Merging Postsecondary Data (THECB, NSC, IPEDS)
For each high school graduate in our baseline sample, we merge data from the Texas Higher Education Coordinating Board (THECB), from the National Student Clearinghouse (NSC), and from the Integrated Postsecondary Education Data System (IPEDS).
Data Captured from the Texas Higher Education Coordinating Board (THECB)
- Institutions entered and dates of enrollment (in Texas)
- Degrees and credentials attained and dates of attainment (in Texas)
- Course enrollments and credit loads, per semester (in Texas)
- Admissions information for students in certain 4-year institutions (in Texas)
- Federal, state, and institution-issued grant aid (THECB’s Financial Aid Database Report)
- Waivers or exemptions from tuition and fees (THECB’s Financial Aid Database Report)
Data Captured from the National Student Clearinghouse (NSC)
- Across the US, institutions entered and dates of enrollment
- Across the US, degrees and credentials attained and dates of attainment
Data Captured from the Integrated Postsecondary Education Data System (IPEDS)
- For any Texas institution attended, published tuition and fee schedules (in-state, out-of-state, and in-district). Some 2-year institutions in Texas have discounts for local (“in-district”) students.
- For any Texas institution attended, institution-wide selectivity, Pell Grant share, total enrollment, and other institution-level descriptors.
Merging Earnings Data (TWC)
For each high school graduate in our baseline sample, we merge quarterly earnings data available to us from the Texas Workforce Commission (TWC).

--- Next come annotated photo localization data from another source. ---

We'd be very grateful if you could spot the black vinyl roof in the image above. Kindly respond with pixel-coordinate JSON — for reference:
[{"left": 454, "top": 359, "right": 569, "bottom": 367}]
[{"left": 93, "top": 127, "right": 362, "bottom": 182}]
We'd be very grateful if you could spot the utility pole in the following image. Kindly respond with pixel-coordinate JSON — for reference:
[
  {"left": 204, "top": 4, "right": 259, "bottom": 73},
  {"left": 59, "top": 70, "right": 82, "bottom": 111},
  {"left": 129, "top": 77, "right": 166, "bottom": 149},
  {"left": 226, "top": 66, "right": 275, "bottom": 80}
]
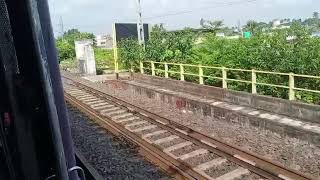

We tabulate earnings data for students starting in the quarter after their enrollment. This means, for example, that our first year earnings tabulations for a student who enrolls in September of a given year and for a student who enrolls in January of a given year will both involve four quarters of earnings and will both start immediately after their actual enrollment.
When students have extreme outlier earnings we reduce those earnings entries to the 99th percentile of earnings. We do this to mitigate the distortionary effect that occasional outlier earnings values would have on our estimates.
Texas UI wage records, while they contain information on a large majority (>90%) of earnings and workers in Texas, have limitations. For example, they do not record earnings by the self-employed, earnings by federal employees, or out-of-state earnings.